There are several approaches for writing documentation of a function. I will show you how to use what are called roxygen comments to achieve this task. While not used by most useRs, they are great when you want to take your code and make a package out of it.
Here's an example of documentation for standardize()
#' @title Standardize
#' @description Transforms values in standard units (i.e. standard scores)

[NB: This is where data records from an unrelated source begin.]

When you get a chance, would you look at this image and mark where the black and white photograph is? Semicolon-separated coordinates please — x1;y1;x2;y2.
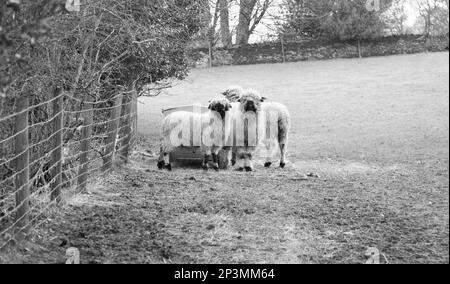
0;0;449;266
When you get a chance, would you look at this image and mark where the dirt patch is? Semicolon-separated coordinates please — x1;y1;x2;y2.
2;154;449;263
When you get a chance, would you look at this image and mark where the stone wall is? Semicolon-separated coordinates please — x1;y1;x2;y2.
190;35;449;68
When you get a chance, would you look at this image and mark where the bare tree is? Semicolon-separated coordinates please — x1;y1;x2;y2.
384;0;408;34
417;0;439;36
236;0;274;44
219;0;233;47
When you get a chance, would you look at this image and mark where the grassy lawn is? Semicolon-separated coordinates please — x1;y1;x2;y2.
2;53;449;263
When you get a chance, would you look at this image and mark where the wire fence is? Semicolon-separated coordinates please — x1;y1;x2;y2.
0;91;137;249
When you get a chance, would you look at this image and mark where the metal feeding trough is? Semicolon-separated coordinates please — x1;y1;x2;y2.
162;105;228;169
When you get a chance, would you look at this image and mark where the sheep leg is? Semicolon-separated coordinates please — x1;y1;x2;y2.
203;149;211;171
164;153;172;171
280;143;286;168
231;148;237;166
212;151;219;171
245;153;253;172
236;149;245;172
157;149;167;170
264;143;272;168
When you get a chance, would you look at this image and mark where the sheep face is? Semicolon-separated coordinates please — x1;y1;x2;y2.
222;86;244;102
208;97;232;119
239;90;265;113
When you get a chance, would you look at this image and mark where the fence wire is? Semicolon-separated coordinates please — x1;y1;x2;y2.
0;92;137;249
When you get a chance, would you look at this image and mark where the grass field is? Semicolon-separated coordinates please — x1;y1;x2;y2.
4;53;449;263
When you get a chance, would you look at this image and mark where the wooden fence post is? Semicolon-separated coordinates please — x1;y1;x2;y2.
131;92;138;147
78;94;94;192
102;94;123;172
15;95;30;233
50;88;64;203
120;91;134;163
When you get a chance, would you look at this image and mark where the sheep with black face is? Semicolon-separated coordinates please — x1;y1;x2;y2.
236;89;291;171
158;97;232;171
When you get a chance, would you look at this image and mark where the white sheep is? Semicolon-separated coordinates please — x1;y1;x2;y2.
158;97;231;171
235;89;290;171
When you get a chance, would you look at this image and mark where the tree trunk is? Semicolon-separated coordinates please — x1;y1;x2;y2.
358;39;362;58
219;0;233;47
236;0;256;45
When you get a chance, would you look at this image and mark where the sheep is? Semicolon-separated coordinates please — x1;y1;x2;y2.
157;97;232;171
235;89;290;171
222;85;244;103
222;85;244;166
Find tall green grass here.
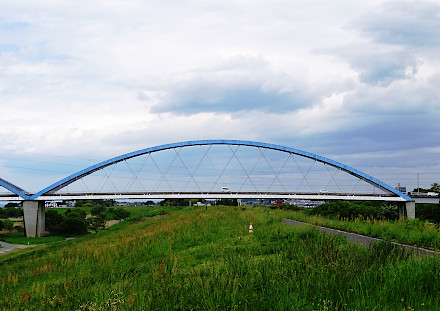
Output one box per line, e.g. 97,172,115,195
0,207,440,310
280,211,440,250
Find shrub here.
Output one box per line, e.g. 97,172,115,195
113,208,130,219
90,205,106,216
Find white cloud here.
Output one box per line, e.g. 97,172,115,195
0,0,440,193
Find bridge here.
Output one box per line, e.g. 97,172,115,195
0,140,415,236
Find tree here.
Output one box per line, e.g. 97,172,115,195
45,209,64,233
90,205,106,216
87,214,105,232
61,209,87,234
2,219,14,232
113,208,130,219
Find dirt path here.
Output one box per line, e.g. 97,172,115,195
283,218,440,255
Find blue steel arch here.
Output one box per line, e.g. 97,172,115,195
0,178,30,200
30,140,412,201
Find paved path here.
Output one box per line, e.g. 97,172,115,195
283,218,440,255
0,241,35,255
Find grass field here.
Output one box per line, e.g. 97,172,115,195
280,211,440,250
0,206,440,310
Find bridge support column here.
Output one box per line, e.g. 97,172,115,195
398,201,416,219
23,201,46,237
405,201,416,219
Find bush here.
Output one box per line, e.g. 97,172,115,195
308,201,399,220
416,204,440,223
90,205,106,216
46,208,87,235
113,208,130,219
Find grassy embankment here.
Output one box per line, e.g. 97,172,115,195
0,207,440,310
280,211,440,250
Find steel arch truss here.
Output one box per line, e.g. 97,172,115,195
26,140,411,201
0,178,30,200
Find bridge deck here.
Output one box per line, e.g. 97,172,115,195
0,192,406,202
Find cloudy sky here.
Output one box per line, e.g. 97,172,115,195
0,0,440,192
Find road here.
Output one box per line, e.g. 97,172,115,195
283,218,440,255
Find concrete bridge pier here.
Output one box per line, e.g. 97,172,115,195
398,201,416,219
23,201,46,237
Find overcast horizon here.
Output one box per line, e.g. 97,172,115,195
0,0,440,192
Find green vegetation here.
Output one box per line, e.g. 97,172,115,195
283,211,440,250
307,201,399,220
0,206,440,310
0,232,66,245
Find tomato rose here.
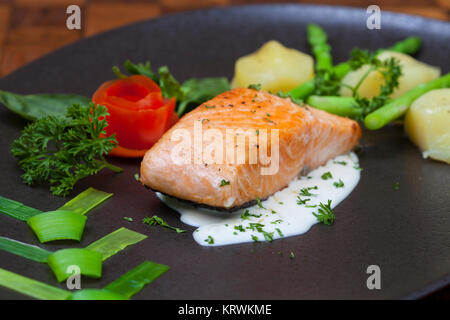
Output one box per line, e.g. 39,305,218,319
92,75,178,157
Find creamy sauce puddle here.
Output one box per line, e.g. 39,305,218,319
156,153,361,246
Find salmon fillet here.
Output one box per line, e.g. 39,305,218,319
140,88,361,209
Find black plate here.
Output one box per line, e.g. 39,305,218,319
0,5,450,299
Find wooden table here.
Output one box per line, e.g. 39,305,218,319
0,0,450,300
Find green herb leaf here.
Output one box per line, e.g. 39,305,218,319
321,171,333,180
11,103,122,196
313,200,335,225
205,236,214,244
0,90,90,121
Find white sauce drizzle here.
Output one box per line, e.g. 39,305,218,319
157,153,361,246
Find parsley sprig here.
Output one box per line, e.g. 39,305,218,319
11,103,122,196
313,200,335,225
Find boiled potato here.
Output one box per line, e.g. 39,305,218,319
405,89,450,164
340,51,441,98
232,40,314,92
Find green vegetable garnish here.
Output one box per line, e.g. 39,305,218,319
0,90,90,121
27,210,87,243
86,228,147,261
321,171,333,180
0,196,42,221
11,103,122,196
113,60,230,117
0,268,71,300
0,237,52,263
47,249,102,282
313,200,335,225
142,216,186,233
59,188,114,214
104,261,169,298
364,73,450,130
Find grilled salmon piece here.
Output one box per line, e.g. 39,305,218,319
140,88,361,209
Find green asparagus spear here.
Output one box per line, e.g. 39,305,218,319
307,96,362,118
306,24,333,70
364,73,450,130
288,37,422,99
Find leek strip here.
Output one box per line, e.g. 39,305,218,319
86,228,147,261
0,237,52,262
59,188,113,214
27,210,86,243
0,268,71,300
47,249,102,282
0,196,42,221
104,261,169,298
71,289,128,300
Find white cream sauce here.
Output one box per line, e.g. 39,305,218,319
157,153,361,246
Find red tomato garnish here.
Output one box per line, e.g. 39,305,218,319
92,75,178,157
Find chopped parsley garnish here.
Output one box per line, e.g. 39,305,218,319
321,171,333,180
256,198,265,209
204,236,214,244
297,196,311,206
142,216,186,233
275,228,284,237
262,231,273,242
313,200,335,225
241,210,262,220
220,179,230,187
248,83,261,91
300,186,318,197
333,179,344,188
247,222,264,232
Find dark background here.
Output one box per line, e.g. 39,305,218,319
0,0,450,299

#' @param x numeric vector
#' @param na_rm whether to remove missing values
#' @return standardized values
#' @examples
#' standardize(rnorm(10))
standardize <- function(x, na_rm = FALSE) {
z <- (x - mean(x, na.rm = na_rm)) / sd(x, na.rm = na_rm)
return(z)
}
-
Roxygen comments are R comments formed by the hash symbol immediately followed by an apostrophe:
#'
-
You specify the label of a field with
@
and a keyword: e.g.@title
-
The syntax highlighting of RStudio recognizes this type of comments and labels
-
Typical roxygen fields:
label | meaning | description |
---|---|---|
@title |
title | name of your function |
@description |
description | what the function does |
@param input |
parameter | describe input parameter |
@return |
output | what is the returned value |
- Always start simple with test toy-values.
- Get what will be the body of the function working first.
- Check out each step of the way.
- Don't try and do too much at once.
- Create (encapsulate body) the function once everything works.
- Optional: after you have a function that works, you may worry about "elegance", "efficiency", "cleverness", etc
- Include documentation; we suggest using Roxygen comments.